Sammy was obsessed by movie trivia and used to hold competitions with another film buff, Mel Tormé, in which they would try to catch each other out with some small detail of motion picture history. (The two even went head-to-head with one another on the 1969 celebrity movie trivia game show The Movie Game. The show’s host Army Archerd later recalled “the stars were serious about displaying their savvy about Hollywood and the two best-informed players turned out to be Sammy Davis, Jr. and Mel Tormé.”)
Hollywood In A Suitcase predominantly features Sammy telling anecdotes about the rich and famous, and going off on various tangents about topics loosely related to Hollywood. At its best, the book provides personal insights into some of cinema’s greats: Humphrey Bogart, Richard Burton and Elizabeth Taylor, Judy Garland, Marilyn Monroe, Frank Sinatra, and John Wayne among others. At its worst, the book is a meandering exercise in glorified name-dropping punctuated by superficial personal philosophising.
Given that Yes I Can’s narrative finished in 1961, Hollywood In A Suitcase does, however, contain numerous autobiographical elements, and features Sammy’s first printed thoughts on several key aspects of his life: his time making films with the ‘Rat Pack’, his trip to Vietnam in 1972 and his involvement with Nixon, his interest in pornography, his time in London in the late 1960s – all of which he would later expand upon in a chronological fashion in his final book, Why Me?

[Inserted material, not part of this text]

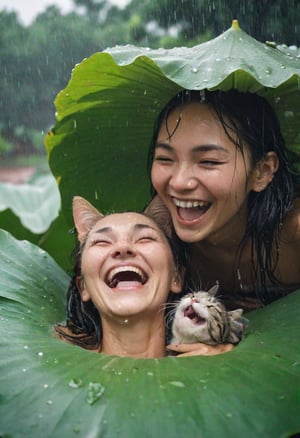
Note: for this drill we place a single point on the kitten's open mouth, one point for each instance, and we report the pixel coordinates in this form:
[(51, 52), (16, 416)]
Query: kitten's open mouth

Unfortunately for the book’s quality, Sammy’s co-authors on Yes I Can, Jane and Burt Boyar, had moved to Spain in 1969. Sammy engaged former journalist turned biographer Simon Regan as ghostwriter. Regan had worked for the British tabloid News of the World for eight years, and had just finished a particularly undistinguished biography of Prince Charles titled Charles – The Clown Prince. Regan travelled with Sammy on and off over the course of a year, recording Sammy’s thoughts on tape before turning his reminiscences and opinions into prose. (Regan later became quite the scandalmonger and conspiracy theorist, founding the muckraking publication Scallywag, which was successfully sued for libel by the British Prime Minister John Major in 1993.)
When Hollywood In A Suitcase was published in September of 1980, critical reaction was lukewarm. Elizabeth Comegys of United Press International wrote: “It is gossipy and entertaining in an inoffensive, straightforward way”. Carol Olsen in the Arizona Republic: “The versatile performer has drawn upon his 30-year career in Hollywood to produce this highly forgettable collection of reminiscences and anecdotes about the entertainment business”. The book sold well enough, however, and found success in paperback in subsequent years.